BoBa: Boosting Backdoor Detection through Data Distribution Inference in Federated Learning
Ning Wang, Shanghao Shi, Yang Xiao, Yimin Chen, Y. Thomas Hou, Wenjing Lou
TL;DR
This work addresses the difficulty of detecting backdoor attacks in federated learning under non-IID data by introducing BoBa, a distribution-aware defense that first infers client data distributions from gradients (DDIG) and then performs overlapping clustering to enable robust, vote-based trust estimation. The method attaches to standard IID detectors, enabling improved performance against stealthy backdoors while preserving main-task accuracy, and it demonstrates dramatic reductions in attack success rate (ASR) across multiple datasets and attack strategies.
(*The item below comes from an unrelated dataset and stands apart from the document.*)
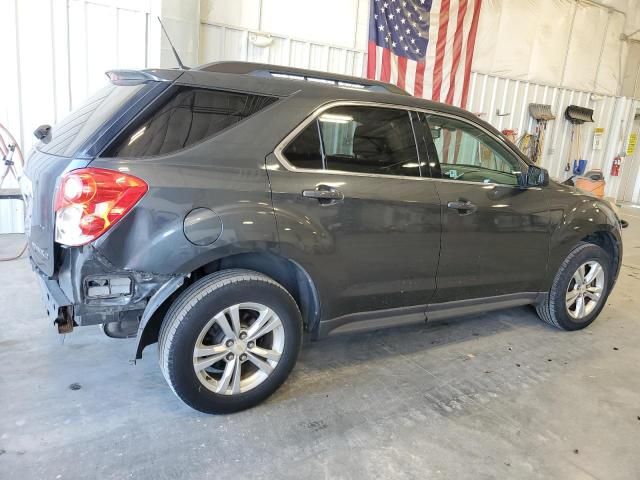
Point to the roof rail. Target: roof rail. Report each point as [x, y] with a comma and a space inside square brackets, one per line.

Key innovations include DDIG for distribution inference, an NP-hard clustering formulation solved via an efficient greedy algorithm, and a fairness-oriented trust aggregation mechanism with accumulation and median-based mitigation. The results show BoBa substantially lowers ASR (often below 0.001) and improves resilience to adaptive attacks, highlighting its practical potential for secure federated learning under non-IID conditions.
Abstract
Federated learning, while being a promising approach for collaborative model training, is susceptible to poisoning attacks due to its decentralized nature. Backdoor attacks, in particular, have shown remarkable stealthiness, as they selectively compromise predictions for inputs containing triggers. Previous endeavors to detect and mitigate such attacks are based on the Independent and Identically Distributed (IID) data assumption where benign model updates exhibit high-level similarity in multiple feature spaces due to IID data. Thus, outliers are detected as backdoor attacks. Nevertheless, non-IID data presents substantial challenges in backdoor attack detection, as the data variety introduces variance among benign models, making outlier detection-based mechanisms less effective. We propose a novel distribution-aware anomaly detection mechanism, BoBa, to address this problem. In order to differentiate outliers arising from data variety versus backdoor attack, we propose to break down the problem into two steps: clustering clients utilizing their data distribution followed by a voting-based detection. Based on the intuition that clustering and subsequent backdoor detection can drastically benefit from knowing client data distributions, we propose a novel data distribution inference mechanism. To improve detection robustness, we introduce an overlapping clustering method, where each client is associated with multiple clusters, ensuring that the trustworthiness of a model update is assessed collectively by multiple clusters rather than a single cluster. Through extensive evaluations, we demonstrate that BoBa can reduce the attack success rate to lower than 0.001 while maintaining high main task accuracy across various attack strategies and experimental settings.